The goal of this report is to give you the information and strategy that will empower you to free yourself from bad habits. Millions of people have succeeded in breaking a bad habit, and so can you.

The six stages in the process of self-change


Change is not an event, but a process. Change happens through a series of stages, and most successful self-changers fail at least once before they succeed. Willpower alone won’t do it.

You need to understand the cycle of change, or you risk substituting one bad habit for another, as so often happens when ex-smokers satisfy their craving for “something” by overeating. Success depends on having the right information and knowing how to use it.

Researchers have identified six clear stages in the process of successful self-change:

1.      Denial
2.      Awareness
3.      Preparation
4.      Action
5.      Maintenance
6.      Termination

For most people, the process of breaking a bad habit is not a straight path that takes them from one stage to the next. Successful self-changers usually follow a path that’s more like a spiral: They move forward, go back to a previous stage, and move on to the next level of commitment one or more times before breaking the habit for good.

Quitting a habit cold turkey usually doesn’t work. If a person isn’t ready to move ahead, pushing her into the action stage will cause her to feel like a failure the first time she slips up. She may end up more addicted to her habit than she was before she tried to quit. If she feels guilty and blames herself for failing to break the habit, she will find it even harder to make a commitment to quit the next time.

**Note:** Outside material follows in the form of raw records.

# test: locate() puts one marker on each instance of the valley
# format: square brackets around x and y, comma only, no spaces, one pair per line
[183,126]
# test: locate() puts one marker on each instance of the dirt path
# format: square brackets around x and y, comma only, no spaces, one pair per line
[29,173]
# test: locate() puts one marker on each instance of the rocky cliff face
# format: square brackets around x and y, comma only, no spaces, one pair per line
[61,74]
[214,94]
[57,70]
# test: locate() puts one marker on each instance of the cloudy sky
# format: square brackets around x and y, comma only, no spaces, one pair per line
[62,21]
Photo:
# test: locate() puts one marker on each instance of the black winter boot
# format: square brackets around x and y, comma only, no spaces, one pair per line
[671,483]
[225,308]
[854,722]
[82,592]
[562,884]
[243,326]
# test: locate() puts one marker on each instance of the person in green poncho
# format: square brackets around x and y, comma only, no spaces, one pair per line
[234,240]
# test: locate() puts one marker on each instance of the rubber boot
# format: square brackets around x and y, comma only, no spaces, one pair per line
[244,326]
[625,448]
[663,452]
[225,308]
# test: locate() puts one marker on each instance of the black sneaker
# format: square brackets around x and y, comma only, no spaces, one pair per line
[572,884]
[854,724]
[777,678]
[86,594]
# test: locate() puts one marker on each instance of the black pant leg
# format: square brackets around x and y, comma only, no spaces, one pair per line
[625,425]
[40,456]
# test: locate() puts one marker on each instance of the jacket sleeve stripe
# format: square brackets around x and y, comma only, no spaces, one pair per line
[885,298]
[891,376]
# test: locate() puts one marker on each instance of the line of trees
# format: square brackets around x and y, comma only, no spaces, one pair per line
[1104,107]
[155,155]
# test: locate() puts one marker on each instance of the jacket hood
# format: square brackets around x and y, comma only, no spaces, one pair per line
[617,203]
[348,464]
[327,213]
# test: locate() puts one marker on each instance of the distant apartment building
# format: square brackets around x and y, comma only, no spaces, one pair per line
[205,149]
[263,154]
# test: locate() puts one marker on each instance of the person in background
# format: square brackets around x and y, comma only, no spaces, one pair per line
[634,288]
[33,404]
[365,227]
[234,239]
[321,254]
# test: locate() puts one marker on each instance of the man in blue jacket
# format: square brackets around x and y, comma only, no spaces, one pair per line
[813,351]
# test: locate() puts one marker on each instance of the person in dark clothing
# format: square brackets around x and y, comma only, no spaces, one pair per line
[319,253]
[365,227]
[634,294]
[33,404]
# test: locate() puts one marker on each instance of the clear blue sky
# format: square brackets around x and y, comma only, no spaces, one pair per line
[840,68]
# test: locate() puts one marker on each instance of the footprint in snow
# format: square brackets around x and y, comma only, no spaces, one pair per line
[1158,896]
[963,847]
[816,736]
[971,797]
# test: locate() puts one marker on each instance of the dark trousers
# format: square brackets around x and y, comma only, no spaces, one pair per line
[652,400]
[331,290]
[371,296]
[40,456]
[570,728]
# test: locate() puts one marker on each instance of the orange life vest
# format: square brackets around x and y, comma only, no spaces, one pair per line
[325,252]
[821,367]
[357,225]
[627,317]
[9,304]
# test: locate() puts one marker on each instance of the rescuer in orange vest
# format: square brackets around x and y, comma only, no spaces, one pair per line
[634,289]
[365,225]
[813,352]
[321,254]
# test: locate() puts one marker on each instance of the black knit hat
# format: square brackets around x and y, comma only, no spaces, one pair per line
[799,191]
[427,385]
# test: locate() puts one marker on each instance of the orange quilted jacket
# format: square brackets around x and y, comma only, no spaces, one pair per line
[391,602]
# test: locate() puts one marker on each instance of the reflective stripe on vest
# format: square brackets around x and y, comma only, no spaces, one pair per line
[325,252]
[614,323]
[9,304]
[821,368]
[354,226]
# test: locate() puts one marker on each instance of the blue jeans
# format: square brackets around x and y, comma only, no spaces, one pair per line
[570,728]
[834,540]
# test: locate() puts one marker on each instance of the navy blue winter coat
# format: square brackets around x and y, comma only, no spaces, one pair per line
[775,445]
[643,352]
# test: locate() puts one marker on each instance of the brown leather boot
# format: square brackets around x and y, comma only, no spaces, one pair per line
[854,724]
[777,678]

We have all seen cases close to home. Many of us have experienced the frustration of trying to break a bad habit. As Mark Twain said, “Quitting smoking is easy. Personally, I’ve quit many times.” If that sounds familiar, this report is for you.

Whatever your bad habit is, you may have tried to break it many times, too. This time will be different, because you’ll understand that breaking your habit is a process, not an event. You will have the knowledge and the confidence to succeed this time.   
 
Can you really change? Can you really free yourself from bad habits? Millions of people around the world are living proof that you can. This guide will show you how. But like Alice, to reach your goal you need to know where you want to go. For many people, that is the hardest part. Like David, they’re stuck. 

Freeing yourself from a bad habit starts by removing the blinders.